18 November 2021, ( Marked “L1” in Interlocutory

Application) 14 days before the meeting, and after facilitator had already placed advertisements on 13 November 2021. This is out of order.

f)The meeting held did not have seven (7) beneficially entitled owners present or legally represented, and failed to meet the quorum requirements in the Trust order (Marked “G” in

Interlocutory Application).

g)The Court has “erred at law” with its administration of said applications, in dismissing a valid application at b) above, by exercising a discretionary decision which was arbitrary interference and based on prejudice and preference, rather than fact or law.

h)After all of the delays in obtaining a just outcome moving forward, the reality is that the higher courts had ordered the appointment of permanent trustees to be made at an AGM, and to replace the interim trustees under section 220 of the Ture Whenua Maori Act 1993.
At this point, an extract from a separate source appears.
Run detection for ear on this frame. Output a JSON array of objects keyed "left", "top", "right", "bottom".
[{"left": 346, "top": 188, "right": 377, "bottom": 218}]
i)This did not mean that separate applications under section 239 of the Ture Whenua Maori Act 1993, to remove and replace trustees was needed to be filed to achieve this at all. All that was required was a minute from an AGM with the appointed permanent trustees to be produced to the Court.
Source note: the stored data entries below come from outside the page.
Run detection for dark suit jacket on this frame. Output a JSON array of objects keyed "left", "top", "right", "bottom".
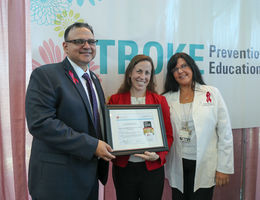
[{"left": 25, "top": 58, "right": 108, "bottom": 200}]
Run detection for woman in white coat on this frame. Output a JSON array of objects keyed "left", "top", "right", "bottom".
[{"left": 163, "top": 52, "right": 234, "bottom": 200}]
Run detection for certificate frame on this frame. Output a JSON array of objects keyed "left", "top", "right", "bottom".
[{"left": 104, "top": 104, "right": 169, "bottom": 156}]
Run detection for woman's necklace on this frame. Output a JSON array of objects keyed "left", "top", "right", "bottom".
[
  {"left": 179, "top": 88, "right": 194, "bottom": 130},
  {"left": 180, "top": 90, "right": 194, "bottom": 103},
  {"left": 182, "top": 103, "right": 192, "bottom": 131}
]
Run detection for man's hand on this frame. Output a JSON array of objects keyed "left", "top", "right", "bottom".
[
  {"left": 215, "top": 171, "right": 230, "bottom": 186},
  {"left": 134, "top": 151, "right": 159, "bottom": 161},
  {"left": 95, "top": 140, "right": 115, "bottom": 161}
]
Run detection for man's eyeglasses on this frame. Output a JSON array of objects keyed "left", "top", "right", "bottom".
[
  {"left": 172, "top": 64, "right": 189, "bottom": 73},
  {"left": 65, "top": 39, "right": 98, "bottom": 46}
]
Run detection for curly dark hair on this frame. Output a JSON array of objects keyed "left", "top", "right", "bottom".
[{"left": 163, "top": 52, "right": 205, "bottom": 93}]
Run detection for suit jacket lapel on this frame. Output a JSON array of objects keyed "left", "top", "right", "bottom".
[{"left": 63, "top": 58, "right": 95, "bottom": 123}]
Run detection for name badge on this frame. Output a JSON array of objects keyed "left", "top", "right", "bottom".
[{"left": 179, "top": 129, "right": 191, "bottom": 143}]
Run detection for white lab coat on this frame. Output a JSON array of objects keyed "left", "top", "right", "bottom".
[{"left": 164, "top": 84, "right": 234, "bottom": 192}]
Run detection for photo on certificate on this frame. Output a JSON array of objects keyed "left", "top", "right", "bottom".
[{"left": 104, "top": 104, "right": 169, "bottom": 156}]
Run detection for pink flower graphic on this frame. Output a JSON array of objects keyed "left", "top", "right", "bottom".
[{"left": 32, "top": 39, "right": 66, "bottom": 70}]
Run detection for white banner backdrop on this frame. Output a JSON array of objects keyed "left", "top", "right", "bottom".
[{"left": 30, "top": 0, "right": 260, "bottom": 128}]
j)The injunction is made without notice, as any further delay is a delay with natural justice.

[9]                  Decisions of the Maori Land Court and the Maori Appellate Court are amenable to judicial review. But every final decision of the Maori Land Court is appealable to the Maori Appellate Court and from there to the Court of Appeal. It seems that at least a part of the process identified by the Applicants has been referred to the Court of Appeal.

[10]              Decisions of this Court and of the Court of Appeal are not amenable to judicial review.
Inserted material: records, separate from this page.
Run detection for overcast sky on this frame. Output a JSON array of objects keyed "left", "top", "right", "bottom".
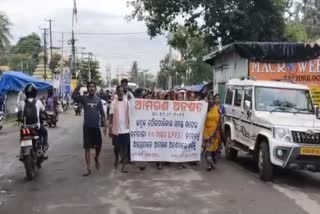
[{"left": 0, "top": 0, "right": 169, "bottom": 79}]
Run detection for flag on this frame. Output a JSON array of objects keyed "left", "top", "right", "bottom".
[{"left": 72, "top": 0, "right": 78, "bottom": 24}]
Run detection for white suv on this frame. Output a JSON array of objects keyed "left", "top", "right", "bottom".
[{"left": 224, "top": 78, "right": 320, "bottom": 181}]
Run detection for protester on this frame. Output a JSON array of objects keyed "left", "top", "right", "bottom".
[
  {"left": 188, "top": 92, "right": 197, "bottom": 101},
  {"left": 169, "top": 90, "right": 176, "bottom": 100},
  {"left": 120, "top": 79, "right": 134, "bottom": 100},
  {"left": 72, "top": 82, "right": 107, "bottom": 176},
  {"left": 202, "top": 93, "right": 222, "bottom": 171},
  {"left": 109, "top": 85, "right": 131, "bottom": 173},
  {"left": 155, "top": 92, "right": 167, "bottom": 170},
  {"left": 175, "top": 92, "right": 187, "bottom": 169}
]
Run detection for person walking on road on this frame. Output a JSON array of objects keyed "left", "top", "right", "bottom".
[
  {"left": 109, "top": 85, "right": 130, "bottom": 173},
  {"left": 72, "top": 82, "right": 107, "bottom": 176},
  {"left": 202, "top": 93, "right": 222, "bottom": 171}
]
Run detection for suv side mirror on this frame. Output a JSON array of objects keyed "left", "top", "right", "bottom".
[
  {"left": 315, "top": 105, "right": 320, "bottom": 119},
  {"left": 244, "top": 100, "right": 251, "bottom": 110}
]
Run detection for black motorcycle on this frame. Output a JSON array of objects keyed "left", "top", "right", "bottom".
[
  {"left": 74, "top": 103, "right": 82, "bottom": 116},
  {"left": 45, "top": 110, "right": 57, "bottom": 127},
  {"left": 19, "top": 126, "right": 46, "bottom": 180}
]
[11]              The Applicants have done their best. But what they seem to want, in the guise of judicial review, is to have this Court reconsider decisions of fact and law made by Courts of specialist jurisdiction dating back to 1998. It is unclear whether rights of appeal have been exhausted.

[12] In my view, in the absence of clear pleadings complying with the rules and in the absence of clear jurisdiction, it would be an abuse of the process of the Court to embark on such a wide-ranging inquiry. There would effectively be no limits to it. I agree with the comments of Gault J at [10] of his Minute, which I quote at [4] above.

[13]              I appreciate that the Applicants are lay litigants. But that does not excuse them from compliance with the rules which are designed, in part, to ensure that issues and jurisdiction are properly defined.

[14]I make an order striking out the proceeding.

[15]I point out to the Applicants that they have the right to appeal this decision.